Genome-wide RNA-sequencing of mouse islets 48 hour after transduction with adenoviruses expressing either GFP (control), or constitutively active forms of the transcription factors, Nfatc1 or Nfatc2.

Genetic variation at ~160 gene loci is associated with type 2 diabetes (T2D). Using an F2 mouse intercross segregating for T2D, we searched for a driver of GWAS gene expression and found that ~40% of the GWAS genes are regulated in trans by a locus on chromosome 2 in islets. We identified Nfatc2 as a candidate driver of GWAS gene expression. Overexpression of Nfatc2 induced ß-cell proliferation in mouse and human islets. We show that many T2D GWAS genes are responsive to NFAT and thus may act coordinately as intermediate traits to promote diabetes.

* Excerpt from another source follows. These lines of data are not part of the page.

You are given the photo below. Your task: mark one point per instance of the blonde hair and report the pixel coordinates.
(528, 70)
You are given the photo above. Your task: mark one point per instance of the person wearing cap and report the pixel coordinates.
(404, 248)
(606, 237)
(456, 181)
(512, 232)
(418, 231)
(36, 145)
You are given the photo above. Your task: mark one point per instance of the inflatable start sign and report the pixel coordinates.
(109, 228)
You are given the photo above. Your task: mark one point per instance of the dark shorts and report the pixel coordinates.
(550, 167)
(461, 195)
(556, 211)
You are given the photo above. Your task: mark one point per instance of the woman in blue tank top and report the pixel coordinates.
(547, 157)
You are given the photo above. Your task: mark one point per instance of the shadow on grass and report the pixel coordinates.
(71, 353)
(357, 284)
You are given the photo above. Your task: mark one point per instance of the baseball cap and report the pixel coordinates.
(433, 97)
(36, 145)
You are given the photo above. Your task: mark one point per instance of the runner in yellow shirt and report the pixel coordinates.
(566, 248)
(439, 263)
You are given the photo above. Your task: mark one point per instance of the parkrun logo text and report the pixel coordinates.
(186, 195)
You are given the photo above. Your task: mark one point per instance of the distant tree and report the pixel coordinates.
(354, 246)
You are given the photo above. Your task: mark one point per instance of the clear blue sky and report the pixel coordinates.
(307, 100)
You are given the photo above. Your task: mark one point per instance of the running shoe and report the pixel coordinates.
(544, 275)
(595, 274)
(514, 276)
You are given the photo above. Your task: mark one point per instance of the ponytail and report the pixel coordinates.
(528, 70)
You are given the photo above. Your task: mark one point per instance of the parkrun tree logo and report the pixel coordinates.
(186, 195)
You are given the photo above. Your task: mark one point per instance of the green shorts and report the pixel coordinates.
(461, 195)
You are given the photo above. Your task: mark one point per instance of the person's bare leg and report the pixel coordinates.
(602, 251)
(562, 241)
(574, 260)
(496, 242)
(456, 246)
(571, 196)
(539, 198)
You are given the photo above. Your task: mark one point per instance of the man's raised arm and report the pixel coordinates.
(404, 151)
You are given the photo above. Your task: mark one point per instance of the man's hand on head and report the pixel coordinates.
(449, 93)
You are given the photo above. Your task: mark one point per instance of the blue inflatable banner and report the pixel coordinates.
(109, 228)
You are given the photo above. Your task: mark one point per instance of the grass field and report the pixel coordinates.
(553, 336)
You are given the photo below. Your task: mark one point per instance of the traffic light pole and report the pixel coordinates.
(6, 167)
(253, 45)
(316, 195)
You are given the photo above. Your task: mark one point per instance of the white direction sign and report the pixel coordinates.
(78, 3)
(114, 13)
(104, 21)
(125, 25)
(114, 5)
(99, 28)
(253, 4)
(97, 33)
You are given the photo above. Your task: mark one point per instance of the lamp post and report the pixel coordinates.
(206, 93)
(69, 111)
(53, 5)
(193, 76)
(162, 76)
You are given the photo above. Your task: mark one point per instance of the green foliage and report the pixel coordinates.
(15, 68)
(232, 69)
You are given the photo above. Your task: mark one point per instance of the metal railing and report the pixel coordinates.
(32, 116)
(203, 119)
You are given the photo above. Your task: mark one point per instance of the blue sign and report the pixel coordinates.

Overall design: On each of 5 separate days ~1,200 islets were isolated and pooled from 6 B6 mice, and then separated into 3 portions for adenoviral transduction to overexpress GFP (control), or constitutively active (ca) forms of mouse Nfatc1 or Nfatc2. 48 hr later, whole islet RNA was isolated using RNeasy purification columns (Qiagen), quantified (Nanodrop) and integrity verified (Agilent) prior to sequencing. The 15 separate RNA samples (N = 5 each for GFP, ca-Nfatc1 and ca-Nfatc2) were bar-coded and randomized for multiplexing across three lanes of an Illumina HiSeq 2000, which yielded ~24M total RNA-sequencing reads/sample.